New talent helps Journeywoman travel onward

Travel website pioneered by Evelyn Hannon, who passed away in April from cancer, now helmed by mother-daughter duo Carolyn and Alyxandra Ray.

The globally renowned, leading travel website, Journeywoman, founded by Evelyn Hannon (pictured above), is getting a refresh after the pioneering adventurer passed away earlier this year.

Under the careful eye of Hannon’s daughter, Erica Ehm, (as known from MuchMusic, Ehm & Co. and Yummy Mummy Club, among others), Journeywoman will look to the future under new CEO and publisher, Carolyn Ray, pictured below with Ehm, an acquisition that took place shortly before Hannon’s death in April from cancer.

“Evelyn is irreplaceable,” marketing veteran Ray says, joking with MiC that she has some big shoes to fill.

“Red boots,” quips Ehm, alluding to the famous pair of treads that since 1994 have taken Hannon around the world and back since she first strapped on a backpack and decided – newly divorced – to face her fears and travel solo.
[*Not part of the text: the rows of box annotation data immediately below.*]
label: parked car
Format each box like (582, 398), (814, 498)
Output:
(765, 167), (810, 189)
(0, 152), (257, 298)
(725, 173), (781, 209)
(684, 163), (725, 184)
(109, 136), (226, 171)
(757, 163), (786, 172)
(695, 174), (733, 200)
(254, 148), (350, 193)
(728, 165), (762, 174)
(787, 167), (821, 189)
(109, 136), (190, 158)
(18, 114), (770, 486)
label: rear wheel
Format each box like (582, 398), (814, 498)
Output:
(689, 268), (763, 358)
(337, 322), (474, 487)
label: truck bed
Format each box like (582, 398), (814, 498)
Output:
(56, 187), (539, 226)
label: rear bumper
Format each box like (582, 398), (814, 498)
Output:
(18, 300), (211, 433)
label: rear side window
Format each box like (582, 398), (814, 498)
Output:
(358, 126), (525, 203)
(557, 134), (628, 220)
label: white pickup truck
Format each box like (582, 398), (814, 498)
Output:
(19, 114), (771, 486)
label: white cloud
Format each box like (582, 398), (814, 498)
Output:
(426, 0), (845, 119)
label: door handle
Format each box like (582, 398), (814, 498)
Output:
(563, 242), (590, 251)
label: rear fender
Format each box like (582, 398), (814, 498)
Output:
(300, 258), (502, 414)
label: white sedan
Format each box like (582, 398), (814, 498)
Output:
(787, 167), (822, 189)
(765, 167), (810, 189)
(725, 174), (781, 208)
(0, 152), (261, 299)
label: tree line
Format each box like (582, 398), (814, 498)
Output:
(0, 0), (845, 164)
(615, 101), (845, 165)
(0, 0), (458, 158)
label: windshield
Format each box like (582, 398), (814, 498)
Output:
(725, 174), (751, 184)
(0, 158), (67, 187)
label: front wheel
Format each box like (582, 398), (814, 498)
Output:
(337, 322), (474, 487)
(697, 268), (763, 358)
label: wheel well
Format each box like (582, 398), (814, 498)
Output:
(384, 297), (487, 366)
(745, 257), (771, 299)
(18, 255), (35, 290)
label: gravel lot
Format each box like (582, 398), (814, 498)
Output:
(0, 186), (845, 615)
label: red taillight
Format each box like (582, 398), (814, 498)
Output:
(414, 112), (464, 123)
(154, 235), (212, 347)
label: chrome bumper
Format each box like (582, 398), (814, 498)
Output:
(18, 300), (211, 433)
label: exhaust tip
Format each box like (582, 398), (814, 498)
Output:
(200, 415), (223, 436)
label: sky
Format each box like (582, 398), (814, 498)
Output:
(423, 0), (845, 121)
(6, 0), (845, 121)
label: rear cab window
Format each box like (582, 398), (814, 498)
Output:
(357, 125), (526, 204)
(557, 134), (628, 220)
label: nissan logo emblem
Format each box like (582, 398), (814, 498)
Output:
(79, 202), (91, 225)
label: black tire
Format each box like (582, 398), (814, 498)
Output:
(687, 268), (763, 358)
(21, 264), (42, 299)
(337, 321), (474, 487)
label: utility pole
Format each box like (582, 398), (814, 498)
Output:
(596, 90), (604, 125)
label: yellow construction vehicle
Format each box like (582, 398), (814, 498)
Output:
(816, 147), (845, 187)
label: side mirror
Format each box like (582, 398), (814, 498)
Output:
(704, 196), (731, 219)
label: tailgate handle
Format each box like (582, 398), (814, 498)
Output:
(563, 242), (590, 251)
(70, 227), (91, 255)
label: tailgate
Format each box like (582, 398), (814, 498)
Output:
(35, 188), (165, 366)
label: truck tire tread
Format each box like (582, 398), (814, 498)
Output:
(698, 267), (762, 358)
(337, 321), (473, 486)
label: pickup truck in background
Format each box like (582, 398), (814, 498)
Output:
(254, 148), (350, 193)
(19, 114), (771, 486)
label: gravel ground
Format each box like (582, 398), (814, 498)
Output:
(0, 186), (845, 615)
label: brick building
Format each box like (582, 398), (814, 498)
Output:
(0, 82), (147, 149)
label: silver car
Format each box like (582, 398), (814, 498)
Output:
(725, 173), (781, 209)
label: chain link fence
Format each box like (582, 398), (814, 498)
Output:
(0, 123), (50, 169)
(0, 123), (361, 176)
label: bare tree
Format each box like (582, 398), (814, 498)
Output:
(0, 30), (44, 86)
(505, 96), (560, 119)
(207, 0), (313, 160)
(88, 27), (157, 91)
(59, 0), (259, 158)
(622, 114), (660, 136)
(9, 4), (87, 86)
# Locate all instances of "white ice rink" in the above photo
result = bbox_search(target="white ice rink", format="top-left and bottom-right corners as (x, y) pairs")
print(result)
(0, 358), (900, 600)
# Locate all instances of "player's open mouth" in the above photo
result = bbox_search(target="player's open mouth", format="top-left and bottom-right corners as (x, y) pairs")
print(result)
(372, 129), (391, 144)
Now, with more than 50,000 subscribers, active social channels and a global community Hannon regularly visited on her adventures, Ray is inheriting a brand poised to pivot into the modern age.

“For me, it really brings together three things I’m most passionate about: empowering women, travel and storytelling,” says Ray who sees the endeavour as a tangible way to put into practice what she has built a career on, as a brand strategist.

With her daughter Alyxandra Ray, the pair plan to update the platform but maintain the characteristically playful elements and language. Hannon’s posts ran the gamut from, “What Should She Wear, Where?” to “Cultural Do’s and Taboos.” Ray’s new vision includes product reviews, brand integration, podcasting, merchandise and digital advertising.

Ehm says having the mother-daughter duo at the helm invokes Hannon’s belief in multigenerational travel, taking her own grandchildren on adventures to Iceland and Amsterdam. “My mother was an absolute pioneer and understood the value of community,” says Ehm, citing open rates at 30% back in the early ’90s. “That kind of engagement was absolutely unheard of.”


And, it’s one Ray sees integral to the brand. “It’s much more than a website,” she says, referring to the Journeywoman community, the whole of which she considers her new partners. Be it subscribers, travelers, advertisers, “anyone on the mission to help women travel safely and well.” Part of that will also include a space for readers to contribute their tips and travel stories and potentially a book club.

The “booming business” of integrated marketing is a natural fit for a travel website, says Ehm, who credits Hannon with schooling her in online publishing. But, Journeywoman has a strict rule to only work with brands “that make sense” and are beneficial for its readers. “My mother never wrote a word that wasn’t true,” she says. “She wasn’t a pawn of the travel industry, she was a visionary. And that’s what created trust in her readers.”